关键词 > CS4001/4042

Programming Assignment CS4001/4042: Neural Networks and Deep Learning 2024

发布时间：2024-03-14

Hello, dear friend, you can consult us at any time if you have any questions, add WeChat: daixieit

Programming Assignment CS4001/4042:

Neural Networks and Deep Learning

Deadline: 18th March 2024

● This assignment is to be done individually. You can discuss the questions with others but your submission must be your own unique work.

● Data files and other supporting code for both parts are found in the folder ‘Programming Assignment’ under ‘Assignments’ on NTULearn. You should use the helper codes to begin and provide answers to the assignment. Please follow the formats given in helper codes to fill in your solutions. Those who do not follow the specified format for the answers risk losing marks for presentation.

● The assessment will be based on the correctness of the codes and solutions. Each part carries 45 marks, and 10 marks are assigned to the presentation and clarity of the solutions. The total number of marks is 100.

● You do not need GPUs for this assignment. Local PCs will be sufficient. Attempt your assignments using Jupyter Lab / Notebook with version 3 and greater.

● TAs Mr. Feng Ruicheng (RUICHENG002@e.ntu.edu.sg ), Ms. Liang Zhenxin ([email protected] ), and Mr.

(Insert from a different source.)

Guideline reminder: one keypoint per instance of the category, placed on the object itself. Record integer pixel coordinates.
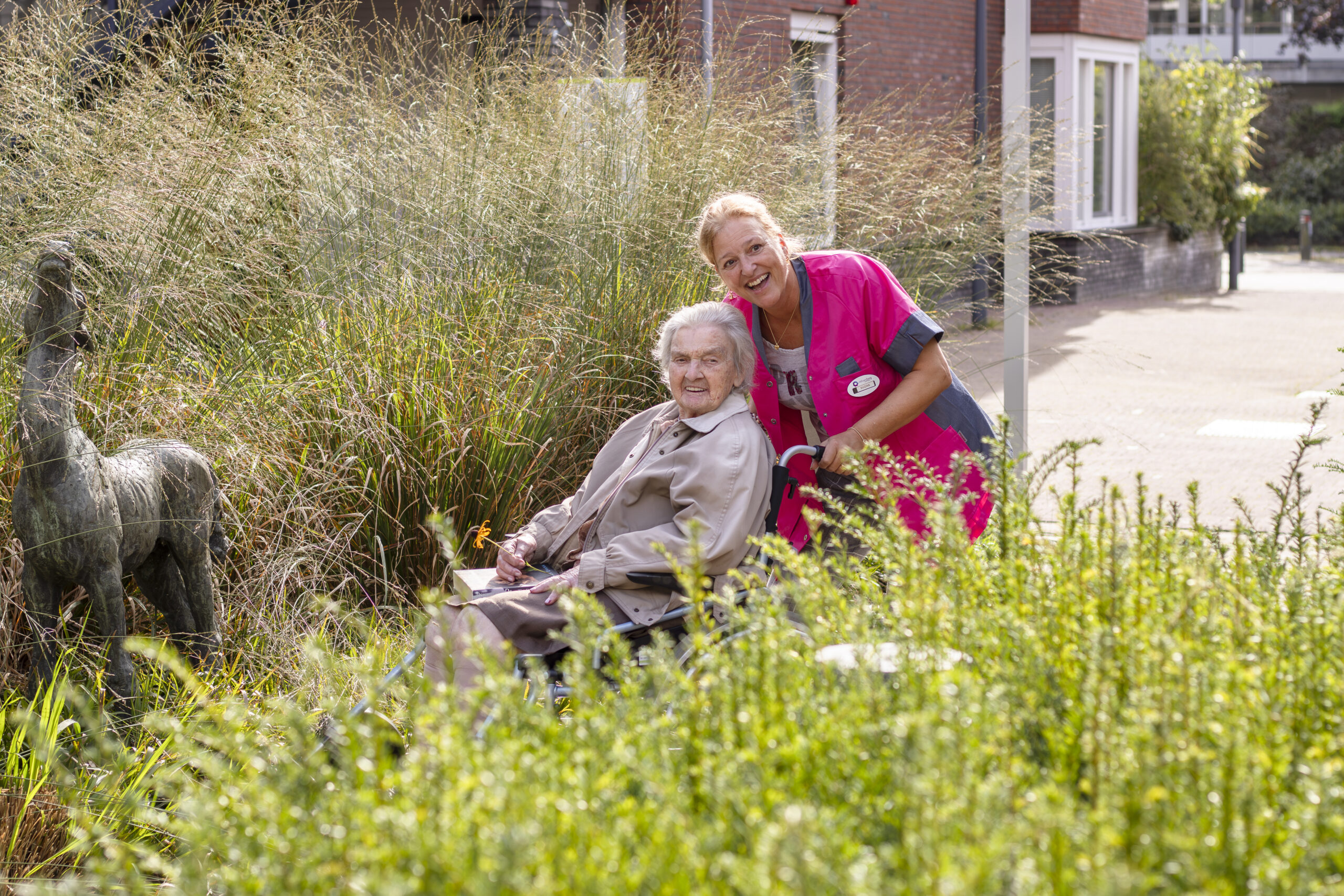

Liao Chang ([email protected]tu.edu.sg ) are in charge of this assignment.

● For any inquiries, please either contact TAs listed above or post in the Discussion Board of NTULearn.

Submission procedure

● Complete both parts A and B of the assignment and submit your solutions online via NTULearn before the deadline.

● All submissions should be within the notebooks provided. Do not include data nor model checkpoints in your submission. Submit 8 notebooks in this format:

o For part A

. <lastname>_<firstname>_Part_A_1.ipynb . <lastname>_<firstname>_Part_A_2.ipynb . <lastname>_<firstname>_Part_A_3.ipynb . <lastname>_<firstname>_Part_A_4.ipynb . common_utils.py

o For Part B

. <lastname>_<firstname>_Part B 1.ipynb . <lastname>_<firstname>_Part B 2.ipynb . <lastname>_<firstname>_Part B 3.ipynb . <lastname>_<firstname>_Part B 4.ipynb

● Late submissions will be penalized: 5% for each day up to three days.

Part A: Classification Problem

Part A of this assignment aims at building neural networks to perform polarity detection from voice recordings, based on data in the National Speech Corpus, which is obtained from https://www.imda.gov.sg/how-we-can-help/national-speech-corpus

The National Speech Corpus is an initiative by the Info-Communications and Media Development Authority, and it is the first large scale Singapore English corpus. Within the dataset, there are 6 parts. In the fifth segment, speakers are made to communicate in several different styles, including Positive Emotions and Negative Emotions. The original recordings are approximately 20 minutes long. Using the librosa library, the recordings are split into shorter segments and preprocessed to features such as chromagrams, Mel spectrograms, MFCCs and various other features.

The preprocessed CSV file is provided in this assignment. We will be using the CSV file named simplified.csv, which is both provided to you. The features from the dataset are engineered. The aim is to determine the speech polarity of the engineered feature dataset. The csv file is called simplified.csv with a row of 77 features that you can use, together with the filename. The “filename” column has the labels associated with them.

Question A1 (15 marks)

Design a feedforward deep neural network (DNN) which consists of three hidden layers of 128 neurons each with ReLU activation function, and an output layer with sigmoid activation function. Apply dropout of probability 0.2 to each of the hidden layers.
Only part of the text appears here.